Un maestro y su discípulo
descansaban uno junto al otro.
En determinado momento el primero
sacó un melón de su alforja, lo partió en dos y le dio una mitad al segundo.
Ambos empezaron a comer.
En medio de la merienda, el
discípulo comentó:
—Mi sabio maestro, yo sé que todo
en la vida tiene un porqué. Compartir este melón tal vez sea una señal de que
tienes algo que enseñarme.
El maestro comía en silencio.
—Por tu silencio creo entender la
pregunta oculta —siguió el discípulo—, que debe de ser la siguiente: “¿Dónde
está el sabor que experimento al comer esta deliciosa fruta? ¿En el melón o en
mi lengua?”.
El maestro continuaba comiendo en
silencio.
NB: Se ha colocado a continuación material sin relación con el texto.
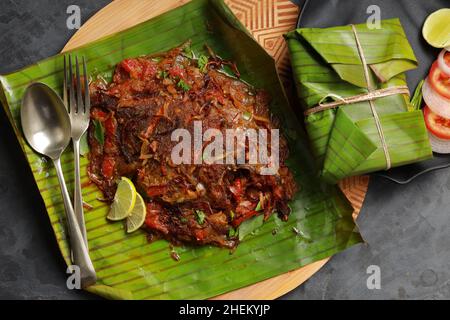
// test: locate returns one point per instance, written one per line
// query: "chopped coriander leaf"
(202, 63)
(183, 85)
(200, 215)
(188, 52)
(232, 233)
(258, 206)
(162, 74)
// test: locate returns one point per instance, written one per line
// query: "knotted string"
(369, 96)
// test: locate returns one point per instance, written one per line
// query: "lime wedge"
(137, 216)
(436, 29)
(124, 200)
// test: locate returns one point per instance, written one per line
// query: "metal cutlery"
(77, 101)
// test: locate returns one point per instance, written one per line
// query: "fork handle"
(78, 198)
(79, 250)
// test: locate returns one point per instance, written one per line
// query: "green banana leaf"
(345, 140)
(128, 266)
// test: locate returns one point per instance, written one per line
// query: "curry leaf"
(99, 132)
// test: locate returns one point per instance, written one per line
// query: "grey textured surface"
(406, 227)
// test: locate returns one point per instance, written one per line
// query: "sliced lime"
(124, 200)
(137, 216)
(436, 29)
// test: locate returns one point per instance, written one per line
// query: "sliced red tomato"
(439, 80)
(437, 125)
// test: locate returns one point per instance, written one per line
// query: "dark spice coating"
(150, 97)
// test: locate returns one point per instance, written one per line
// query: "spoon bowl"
(46, 126)
(45, 122)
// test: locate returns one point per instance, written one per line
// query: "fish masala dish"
(195, 203)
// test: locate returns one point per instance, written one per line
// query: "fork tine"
(87, 99)
(80, 104)
(65, 99)
(72, 103)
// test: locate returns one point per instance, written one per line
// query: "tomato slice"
(439, 80)
(437, 125)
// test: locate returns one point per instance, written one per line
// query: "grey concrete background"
(406, 227)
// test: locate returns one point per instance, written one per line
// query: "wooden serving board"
(267, 20)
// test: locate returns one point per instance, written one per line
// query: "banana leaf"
(345, 140)
(128, 266)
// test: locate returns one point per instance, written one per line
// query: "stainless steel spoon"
(46, 126)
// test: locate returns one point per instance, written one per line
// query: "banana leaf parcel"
(127, 265)
(335, 69)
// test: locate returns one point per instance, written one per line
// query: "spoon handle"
(78, 198)
(80, 253)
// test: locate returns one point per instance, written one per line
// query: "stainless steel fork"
(77, 100)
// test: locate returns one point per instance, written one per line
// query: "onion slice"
(435, 102)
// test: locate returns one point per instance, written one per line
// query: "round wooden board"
(268, 20)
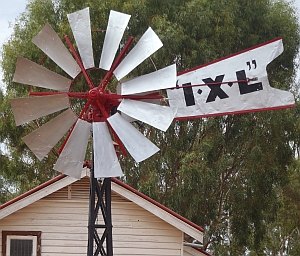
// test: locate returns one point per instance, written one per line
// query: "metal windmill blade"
(99, 101)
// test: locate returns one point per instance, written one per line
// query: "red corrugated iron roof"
(59, 177)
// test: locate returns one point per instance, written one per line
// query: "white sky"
(10, 9)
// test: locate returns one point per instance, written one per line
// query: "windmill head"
(102, 111)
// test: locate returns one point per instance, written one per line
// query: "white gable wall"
(62, 218)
El discípulo, entusiasmado, prosiguió:
—Y como yo sé que todo en la vida
tiene un porqué, pienso que puedo darle la respuesta a la pregunta oculta: “El
sabor es un acto de amor y de interdependencia entre los dos, pues sin el melón
no habría un objeto de placer y sin la lengua…”.
—¡Basta! —lo interrumpió el
maestro con un grito—. ¡Los más tontos son aquellos que se creen inteligentes y
que piensan que todo en la vida tiene un porqué! El melón es sabroso y eso es
suficiente. Y ahora ¡déjame comer en paz!